Binoy’s colorful collages represent popular culture in combination with nostalgic vintage photographs and paintings. The cutouts are highlighted and framed by pastel-colored geometric shapes. His preferred format is square, an indirect reference to Instagram. His colors and images signify the takeover of a global hipster trend, once an urban subculture and now a glossy reality.

Abdul Halik Azeez

Halik Azeez began his career as a strategy consultant and journalist, then worked as an independent researcher focusing on hate speech and critical discourse analysis. His photojournalistic journey began as part of his personal research, using social media as a platform to publish his work. Following an exhibition in 2014, he began to mix his work as researcher and artist, capturing images that documented the change in contemporary Sri Lanka. He focused on the social and cultural realities of minorities and urban residents of slum areas. The realities he discovered as a researcher became a direct influence on his art. He documented the lives of those experiencing the first-hand effects of urban development. From a personal viewpoint he explores the environment around him to create works that tell a story between the real and conceptual.
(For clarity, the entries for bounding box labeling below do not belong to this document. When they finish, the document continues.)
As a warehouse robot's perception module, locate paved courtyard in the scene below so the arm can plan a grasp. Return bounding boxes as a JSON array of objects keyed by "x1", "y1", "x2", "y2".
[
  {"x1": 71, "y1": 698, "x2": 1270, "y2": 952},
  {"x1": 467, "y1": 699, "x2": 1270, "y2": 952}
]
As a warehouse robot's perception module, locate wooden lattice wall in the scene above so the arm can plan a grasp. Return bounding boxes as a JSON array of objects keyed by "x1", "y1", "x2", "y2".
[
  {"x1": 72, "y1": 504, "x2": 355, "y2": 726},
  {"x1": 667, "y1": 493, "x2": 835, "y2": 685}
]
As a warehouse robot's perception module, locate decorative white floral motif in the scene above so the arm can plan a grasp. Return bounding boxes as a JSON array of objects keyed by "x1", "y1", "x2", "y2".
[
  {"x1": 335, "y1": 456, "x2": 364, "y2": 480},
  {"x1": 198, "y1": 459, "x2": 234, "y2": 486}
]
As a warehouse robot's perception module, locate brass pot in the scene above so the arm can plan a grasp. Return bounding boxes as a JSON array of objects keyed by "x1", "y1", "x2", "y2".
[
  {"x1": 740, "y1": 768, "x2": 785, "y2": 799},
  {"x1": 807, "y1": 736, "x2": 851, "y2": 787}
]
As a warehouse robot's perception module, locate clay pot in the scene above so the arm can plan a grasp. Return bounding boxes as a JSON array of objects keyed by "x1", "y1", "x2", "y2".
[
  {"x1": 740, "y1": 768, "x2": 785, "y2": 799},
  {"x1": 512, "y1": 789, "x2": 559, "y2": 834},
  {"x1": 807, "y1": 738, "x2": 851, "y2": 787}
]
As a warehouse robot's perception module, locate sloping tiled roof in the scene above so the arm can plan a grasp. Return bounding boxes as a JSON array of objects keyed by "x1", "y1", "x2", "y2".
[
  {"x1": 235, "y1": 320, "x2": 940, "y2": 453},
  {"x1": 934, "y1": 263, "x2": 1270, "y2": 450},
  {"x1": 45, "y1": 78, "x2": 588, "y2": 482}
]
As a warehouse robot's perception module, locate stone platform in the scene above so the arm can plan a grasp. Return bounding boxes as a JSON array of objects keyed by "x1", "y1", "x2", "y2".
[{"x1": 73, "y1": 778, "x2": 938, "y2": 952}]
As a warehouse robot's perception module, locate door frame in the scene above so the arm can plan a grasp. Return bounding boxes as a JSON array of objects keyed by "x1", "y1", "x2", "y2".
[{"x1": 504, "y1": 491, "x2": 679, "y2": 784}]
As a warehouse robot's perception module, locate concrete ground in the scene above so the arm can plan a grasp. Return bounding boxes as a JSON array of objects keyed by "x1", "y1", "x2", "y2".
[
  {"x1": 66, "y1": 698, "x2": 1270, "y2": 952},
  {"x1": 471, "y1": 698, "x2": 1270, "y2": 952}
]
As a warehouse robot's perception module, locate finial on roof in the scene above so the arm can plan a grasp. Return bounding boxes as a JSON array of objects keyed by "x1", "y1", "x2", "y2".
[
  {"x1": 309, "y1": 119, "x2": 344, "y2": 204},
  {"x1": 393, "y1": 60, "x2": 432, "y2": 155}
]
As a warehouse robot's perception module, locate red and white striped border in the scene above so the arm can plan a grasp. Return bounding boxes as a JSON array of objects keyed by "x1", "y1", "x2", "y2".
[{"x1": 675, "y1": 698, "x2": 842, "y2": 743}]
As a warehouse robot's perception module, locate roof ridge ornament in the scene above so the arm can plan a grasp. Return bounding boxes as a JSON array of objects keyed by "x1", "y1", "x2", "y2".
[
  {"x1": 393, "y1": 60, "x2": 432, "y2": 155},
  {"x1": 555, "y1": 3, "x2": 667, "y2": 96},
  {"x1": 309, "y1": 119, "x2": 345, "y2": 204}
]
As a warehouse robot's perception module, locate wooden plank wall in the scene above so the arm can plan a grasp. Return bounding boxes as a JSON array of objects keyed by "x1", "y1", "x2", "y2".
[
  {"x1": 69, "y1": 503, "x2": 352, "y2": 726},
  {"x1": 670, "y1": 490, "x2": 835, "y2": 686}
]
Pakkiyarajah Pushpakanthan

Pushpakanthan has a Bachelor of Fine Arts from the University of Jaffna. The mood in Pushpakanthan’s art is intentionally unsettling. His inspiration is the first-hand experiences he had during the Sri Lankan Civil War. By exploring unforgettable memories of death, disappearance, torture and wounds, the artist uses his work as a space to lay bare the painful realities of the past so that people can grieve and heal. Rather than searching for answers or solutions, he moves through changes in perception, hoping that the spectator will be able to empathize with the trauma and its meaning.

Nuwan Nalaka

Nalaka is an emerging artist best known for his watercolor on paper works. Nalaka has participated in numerous shows in India since 2003. The artist is now back on the island after having completed his Masters in Fine Art at the Rabindra Bharati University in Kolkata, India. Of his time in India, Nalaka says, “This was an experience that was one of the most important for me to-date, moving from my native land to interact and understand modern Indian culture. Over the past decade I lived in an atmosphere where religion and culture differed greatly from Sri Lanka.” These cross-boundary experiences have had a profound impact on his recent work.

Nalaka’s series of monotone landscapes on canvas and rice paper depict typical scenes of the Central Province of the island combined with calligraphic poetry based on local fables. His works on paper, titled Inner Self, are inspired by gender and politics, often showing a woman or man’s torso painted from the back. Similar to his landscapes, he works on detailed imagery in the torso, playing with space and symbols by leaving the background completely bare. Nalaka uses traditional techniques of painting using symbols and script in combination with bold imagery on textured papers.

Hanusha Somasunderam

Somasunderam has a Bachelor of Fine Arts from The University of Jaffna. Her work explores the plight of the tea estate workers in Sri Lanka and the struggles they have faced for over 100 years. Her first-hand experiences are directly translated through objects typically used for tea making. She works on these objects as sculptural material illustrating stories through imagery of places, people and objects. Her distinctive series using strainers and stained tea bags juxtapose the strain of the people in her community and the stains marked on their lives.

Sanjaya Geekiyange

Geekiyange graduated from the University of Visual and Performing Arts with a major in Sculpture. He studied metal sculpturing and decided to take on copper as a medium. During his learning journey, he read piles of books related to science in order to educate himself about copper and how to create different colors on it surface. What makes his sculptures different to others is how he makes it a point to destroy them. After the destruction, he puts them back together, resembling a pencil sketch.